After discontinuation of methyldopa therapy, the patient’s hemoglobin level increased from 9.1 to 13.3 g per dL (91 to 133 g per L; normal range: 11.5 to 14.3 g per dL [115 to 143 g per L]) over the course of eight weeks, accompanied by decrement of reticulocyte count (from 19 to 4.5 percent) and normalization of plasma haptoglobin concentration (less than 20 to 35 mg per dL [0.20 to 0.35 g per L]; normal range: 33 to 171 mg per dL [0.33 to 1.71 g per dL]).

Methyldopa-induced autoimmune hemolytic anemia is a recognized cause of warm-antibody immune hemolysis.1-3 Formation of red-cell autoantibodies has been observed in up to 10 to 20 percent of patients receiving methyldopa therapy.4,5 Presumably, alpha-methyldopa alters antigens on red blood cells and makes the proteins of the cell membrane Rhesus complex immunogenic, leading to the formation of red-cell antibodies.
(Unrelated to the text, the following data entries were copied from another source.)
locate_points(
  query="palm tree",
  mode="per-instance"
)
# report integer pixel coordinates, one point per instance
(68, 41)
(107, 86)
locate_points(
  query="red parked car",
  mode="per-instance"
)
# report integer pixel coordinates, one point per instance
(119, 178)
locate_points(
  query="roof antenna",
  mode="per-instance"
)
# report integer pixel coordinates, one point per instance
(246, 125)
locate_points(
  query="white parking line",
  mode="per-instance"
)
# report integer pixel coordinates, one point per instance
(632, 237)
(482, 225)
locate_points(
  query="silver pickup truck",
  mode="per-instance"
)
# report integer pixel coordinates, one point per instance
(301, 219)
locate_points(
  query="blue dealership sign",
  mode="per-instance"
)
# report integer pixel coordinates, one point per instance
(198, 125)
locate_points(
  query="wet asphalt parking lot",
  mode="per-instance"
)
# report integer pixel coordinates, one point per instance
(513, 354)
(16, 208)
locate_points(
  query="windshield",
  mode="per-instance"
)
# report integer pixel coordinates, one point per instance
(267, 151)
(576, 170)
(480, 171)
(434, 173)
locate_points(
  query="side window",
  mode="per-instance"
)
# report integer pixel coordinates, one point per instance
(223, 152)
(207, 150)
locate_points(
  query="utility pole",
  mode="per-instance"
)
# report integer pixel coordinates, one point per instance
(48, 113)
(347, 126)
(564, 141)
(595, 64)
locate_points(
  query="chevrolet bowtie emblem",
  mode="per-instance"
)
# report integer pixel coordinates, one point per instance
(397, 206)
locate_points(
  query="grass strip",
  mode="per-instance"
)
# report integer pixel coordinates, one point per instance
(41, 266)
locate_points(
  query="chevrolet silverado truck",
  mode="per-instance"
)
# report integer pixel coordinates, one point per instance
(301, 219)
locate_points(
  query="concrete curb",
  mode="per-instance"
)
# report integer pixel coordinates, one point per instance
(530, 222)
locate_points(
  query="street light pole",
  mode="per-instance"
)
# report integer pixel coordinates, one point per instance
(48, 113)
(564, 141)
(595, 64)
Occasionally, severe hemolysis ensues in the presence of sufficient antibody production,3 as was the case with our patient. The prompt reversibility after withdrawal of methyldopa therapy resembles the same phenomenon seen in other autoantibody anemia induced by infectious mechanisms. Once the antigenic epitope is no longer produced, the hemolysis process ceases over a period of four weeks to four months (equivalent to one red-cell life span).6

Interestingly, the “satisfactory” glycemic control index in our patient warned of a shortened red-cell life span, rather than providing a reassuring sign to her physician.

REFERENCES

1. Dhaliwal G, Cornett PA, Tierney LM Jr. Hemolytic anemia. Am Fam Physician 2004;69:2599-606.

2. Murphy WG, Kelton JG. Methyldopa-induced autoantibodies against red blood cells. Blood Rev 1988;2:36-42.

3. Pruss A, Salama A, Ahrens N, Hansen A, Kiesewetter H, Koscielny J, Dorner T. Immune hemolysis–serological and clinical aspects. Clin Exp Med 2003;3:55-64.

4. LoBuglio AF, Jandl JH. The nature of the alpha-methyldopa red-cell antibody. N Engl J Med 1967;276:658-65.

5. Carstairs KC, Breckenridge A, Dollery CT, Worlledge SM. Incidence of a positive direct coombs test in patients on alpha-methyldopa. Lancet 1966;2:133-5.

6. Murad F. Immunohemolytic anemia during therapy with methyldopa. JAMA 1968;203:149-51.